What security teams, engineering leaders, and developers and DevOps will watch
- Technologists and security teams: Security unease is widespread — 64% said they are moderately or extremely concerned that assistants will introduce security defects, and the heaviest users are the most worried. Most respondents want automated help: 86% think an AI agent or model should vet AI-written code, 56% want a dedicated AI security agent, and 84% want to retain a human in the loop through pull requests or in-editor suggestions. Nicole Carignan, field CISO at Darktrace, warned that generated code can hide weak authentication, exposed secrets or over-permissioned APIs and often pulls in opaque external dependencies.
- Engineering leaders and procurement: The data give a clear operational lever: teams that formalize oversight report larger efficiency gains. With a quarter of organizations lacking any AI coding policy and many teams resorting to manual flagging, leaders will need to decide whether to invest in automated tracking, policy, and secure-coding standards to capture the productivity upside without increasing downstream cost.
- Developers and DevOps: Developers are already reclaiming time — eight hours a week on average — but that time is being diverted in many cases to review, rework and security testing. Black Duck argues teams that learn to "operationalize AI" — through guardrails and shared standards — will avoid seeing efficiency gains leak away into QA, DevOps and AppSec.
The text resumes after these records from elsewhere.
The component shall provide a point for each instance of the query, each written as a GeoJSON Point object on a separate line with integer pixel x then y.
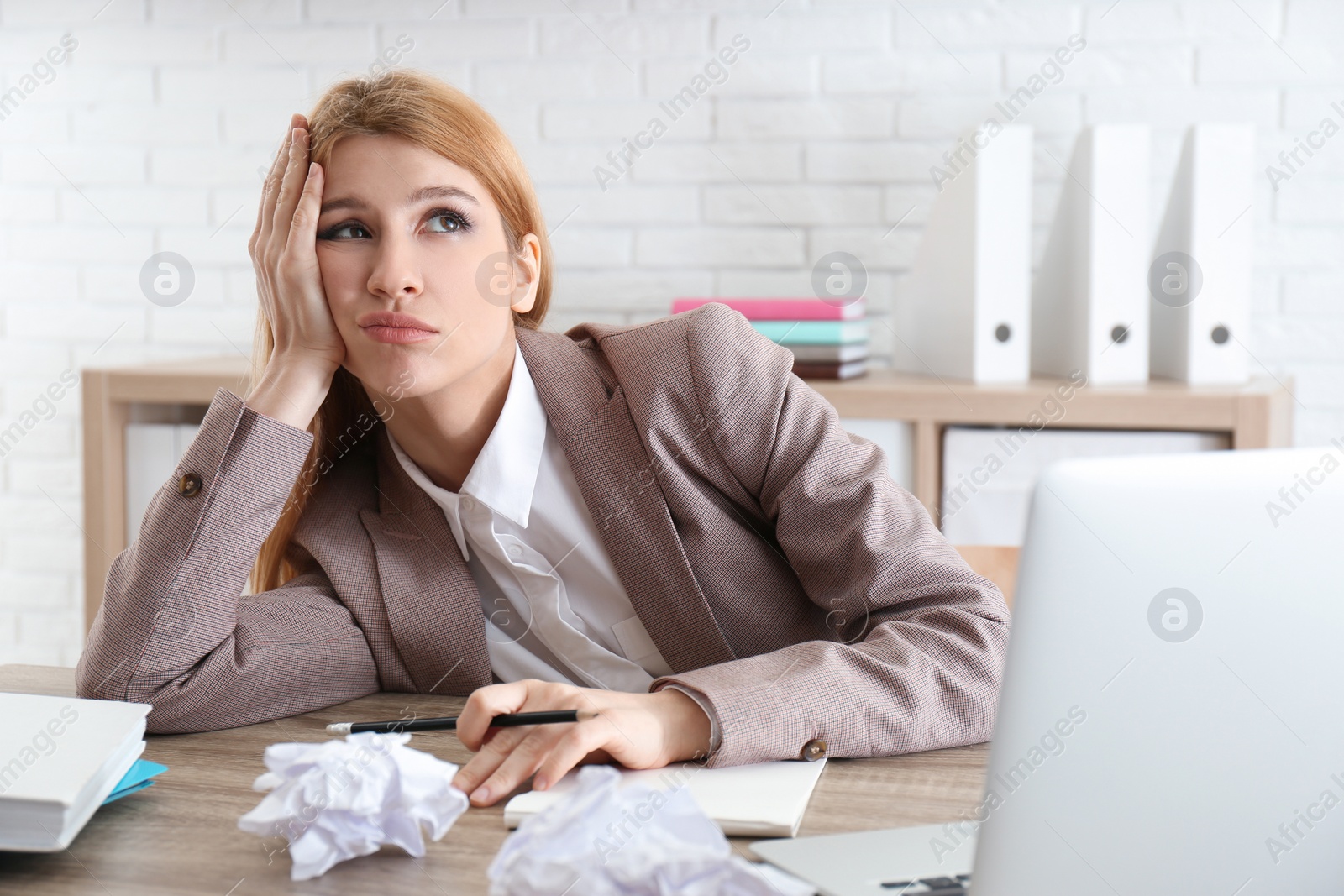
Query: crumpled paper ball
{"type": "Point", "coordinates": [344, 799]}
{"type": "Point", "coordinates": [608, 839]}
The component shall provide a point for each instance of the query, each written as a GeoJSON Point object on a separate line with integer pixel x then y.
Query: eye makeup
{"type": "Point", "coordinates": [450, 221]}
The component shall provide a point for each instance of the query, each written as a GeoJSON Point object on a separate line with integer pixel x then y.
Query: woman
{"type": "Point", "coordinates": [659, 523]}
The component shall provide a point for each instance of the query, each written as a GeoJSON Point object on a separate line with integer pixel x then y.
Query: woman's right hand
{"type": "Point", "coordinates": [308, 348]}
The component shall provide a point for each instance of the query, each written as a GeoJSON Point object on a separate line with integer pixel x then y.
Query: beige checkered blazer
{"type": "Point", "coordinates": [773, 560]}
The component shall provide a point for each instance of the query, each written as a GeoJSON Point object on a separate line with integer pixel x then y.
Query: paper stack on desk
{"type": "Point", "coordinates": [765, 799]}
{"type": "Point", "coordinates": [62, 758]}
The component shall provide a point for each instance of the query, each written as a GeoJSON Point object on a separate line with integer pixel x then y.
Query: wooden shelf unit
{"type": "Point", "coordinates": [1256, 416]}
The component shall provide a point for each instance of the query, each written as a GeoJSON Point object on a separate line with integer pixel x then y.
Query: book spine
{"type": "Point", "coordinates": [779, 309]}
{"type": "Point", "coordinates": [830, 371]}
{"type": "Point", "coordinates": [812, 332]}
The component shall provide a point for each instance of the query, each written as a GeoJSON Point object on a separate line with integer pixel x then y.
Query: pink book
{"type": "Point", "coordinates": [781, 309]}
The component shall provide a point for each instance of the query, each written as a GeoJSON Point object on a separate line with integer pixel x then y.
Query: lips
{"type": "Point", "coordinates": [391, 327]}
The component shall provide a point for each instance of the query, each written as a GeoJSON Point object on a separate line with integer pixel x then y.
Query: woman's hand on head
{"type": "Point", "coordinates": [638, 730]}
{"type": "Point", "coordinates": [308, 347]}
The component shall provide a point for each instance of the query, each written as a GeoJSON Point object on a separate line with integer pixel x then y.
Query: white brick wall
{"type": "Point", "coordinates": [150, 139]}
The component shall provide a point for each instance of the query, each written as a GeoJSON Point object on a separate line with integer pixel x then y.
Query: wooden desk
{"type": "Point", "coordinates": [181, 837]}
The numbers point to a clear inflection: AI coding assistants have moved from novelty to near-universal tool, but the real test is governance. With 97% adoption and only 30% of teams fully governed, the firms that embed automated tracking, secure-coding standards and human review into their workflows are already reporting far better results — 90% major efficiency gains — while those that do not risk moving effort downstream into review and remediation. Will teams turn those recovered eight hours per developer into stronger guardrails or let the work shift into QA and security? The survey leaves that choice squarely in the hands of engineering and security leaders.